Positives Denken wird schnell mal als billiger Optimismus abgetan. Mir geht es jedoch viel mehr um realistisches Denken. Die Wirklichkeit – im Aussen wie auch im eigenen Kopf – besteht aus vielen unterschiedlichen Puzzleteilen. Da unser Gehirn Probleme und Gefahren liebt, nehmen wir oft nur die schlechten Teile wahr und blenden dabei die guten und neutralen Teile aus. Das Gehirn reagiert stärker auf Negatives und lernt dann im Übermass daraus. Diese Neigung hat gut funktioniert und unser Überleben gesichert. Heute stellt diese Negativverzerrung des Gehirns jedoch etwas dar, was unsere Lebensqualität massiv beeinträchtig. Das Gesamtbild zu betrachten, ist aber wichtig.

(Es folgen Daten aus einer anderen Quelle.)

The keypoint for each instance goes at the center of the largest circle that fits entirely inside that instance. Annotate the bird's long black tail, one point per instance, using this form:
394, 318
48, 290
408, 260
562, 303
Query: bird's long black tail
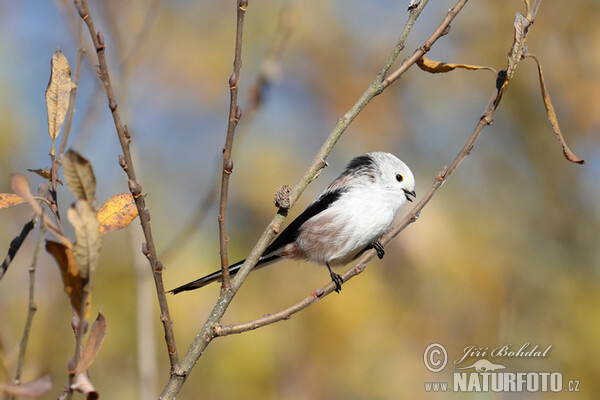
215, 276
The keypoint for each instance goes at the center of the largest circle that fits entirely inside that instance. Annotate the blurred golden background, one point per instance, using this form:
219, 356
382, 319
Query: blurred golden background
505, 253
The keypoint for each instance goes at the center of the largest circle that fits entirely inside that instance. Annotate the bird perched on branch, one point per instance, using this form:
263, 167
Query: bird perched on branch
345, 220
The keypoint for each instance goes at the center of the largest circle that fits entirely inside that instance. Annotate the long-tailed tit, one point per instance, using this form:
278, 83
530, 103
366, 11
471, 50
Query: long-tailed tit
345, 220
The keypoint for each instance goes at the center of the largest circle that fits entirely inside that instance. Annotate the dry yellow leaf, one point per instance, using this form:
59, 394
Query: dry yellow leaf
72, 281
79, 175
57, 94
10, 199
552, 116
20, 185
436, 67
37, 388
43, 173
117, 212
93, 345
87, 236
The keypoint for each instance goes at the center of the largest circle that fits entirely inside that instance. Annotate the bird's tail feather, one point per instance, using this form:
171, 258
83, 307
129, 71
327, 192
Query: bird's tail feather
215, 276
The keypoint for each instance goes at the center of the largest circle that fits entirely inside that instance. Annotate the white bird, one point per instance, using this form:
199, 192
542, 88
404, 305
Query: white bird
345, 220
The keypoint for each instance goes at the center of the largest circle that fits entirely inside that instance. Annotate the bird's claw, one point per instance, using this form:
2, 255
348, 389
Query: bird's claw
378, 248
338, 280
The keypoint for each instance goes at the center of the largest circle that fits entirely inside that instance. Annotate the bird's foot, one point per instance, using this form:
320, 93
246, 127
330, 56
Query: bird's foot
335, 278
378, 248
338, 280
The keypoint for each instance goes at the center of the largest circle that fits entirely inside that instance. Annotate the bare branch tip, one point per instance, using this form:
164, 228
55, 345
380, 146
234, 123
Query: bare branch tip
101, 44
233, 81
145, 250
229, 166
282, 197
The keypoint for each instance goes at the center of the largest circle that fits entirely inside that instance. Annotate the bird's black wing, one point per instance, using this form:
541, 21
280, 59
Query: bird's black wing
291, 232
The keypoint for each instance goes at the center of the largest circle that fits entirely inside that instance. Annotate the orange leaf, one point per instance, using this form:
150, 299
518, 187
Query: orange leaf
20, 185
72, 280
552, 116
436, 67
10, 199
92, 347
117, 212
37, 388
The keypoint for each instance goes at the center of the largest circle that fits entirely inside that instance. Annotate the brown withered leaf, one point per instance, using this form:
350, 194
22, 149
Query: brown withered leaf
57, 94
93, 345
43, 173
20, 185
37, 388
79, 176
10, 199
117, 212
436, 67
72, 281
552, 116
84, 385
87, 236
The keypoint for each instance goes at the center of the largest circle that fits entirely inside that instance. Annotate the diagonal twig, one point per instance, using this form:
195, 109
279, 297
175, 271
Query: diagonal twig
15, 245
32, 308
125, 160
208, 331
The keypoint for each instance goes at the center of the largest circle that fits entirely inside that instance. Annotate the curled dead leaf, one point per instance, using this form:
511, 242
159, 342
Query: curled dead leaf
117, 212
84, 385
43, 173
436, 67
57, 94
79, 175
37, 388
93, 345
72, 281
10, 199
87, 236
569, 155
20, 185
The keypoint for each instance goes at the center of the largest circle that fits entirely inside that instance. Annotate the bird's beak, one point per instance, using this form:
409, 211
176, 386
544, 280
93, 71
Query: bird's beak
408, 194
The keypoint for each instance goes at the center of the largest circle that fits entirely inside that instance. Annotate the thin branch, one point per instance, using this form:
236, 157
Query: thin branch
360, 265
235, 113
32, 308
80, 328
126, 162
15, 245
269, 66
207, 333
442, 29
256, 94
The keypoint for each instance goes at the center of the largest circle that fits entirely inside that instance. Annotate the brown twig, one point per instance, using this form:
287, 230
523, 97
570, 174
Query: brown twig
359, 266
125, 160
207, 333
269, 66
256, 95
32, 308
235, 113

Wie wäre es also für 2018 mit etwas mehr Lebensqualität, Zufriedenheit, Leichtigkeit und Glück? Können Sie haben, auch wenn Sie noch nicht wissen, was das Neue Jahr für Sie im Detail bereithält. Wir haben es zu einem grossen Teil selber in der Hand, wie viel Zufriedenheit und Lebensfreude wir erfahren. Es geht um einen konstruktiven, achtsamen, bewussten Umgang mit den alltäglichen Herausforderungen. Mein Normalzustand bezüglich Wohlbefindens liegt auf einer Skala von -10 und +10 deutlich im positiven Bereich. Im Verlauf des Tages mag sich der Wert auf der Skala etwas verändern, dennoch gibt es so etwas wie einen Durchschnittswert, vergleichbar mit einem Thermostat. Zu diesem Wert finde ich immer wieder zurück, nachdem ich Höhen oder Tiefen durchlebt habe. Und wo auf dieser Skala befindet sich Ihr Normalzustand? Dabei stellen sich zwei Fragen. Wie kann er erhöht werden? Und wie schnell kommen Sie wieder auf die Beine, wenn Sie schwierige Dinge erleben (was einfach zum Leben gehört)?
Forschungen zeigen, dass ungefähr ein Drittel des Grundtemperaments einer Person genetisch vorgegeben ist. Die restlichen zwei Drittel werden durch Lebensumstände und den damit korrespondierenden Erfahrungen beeinflusst. Wie reagiere ich auf das, was mir begegnet? Welchen Sinn gebe ich und wie gelingt es mir, an dem zu wachsen, was mir begegnet?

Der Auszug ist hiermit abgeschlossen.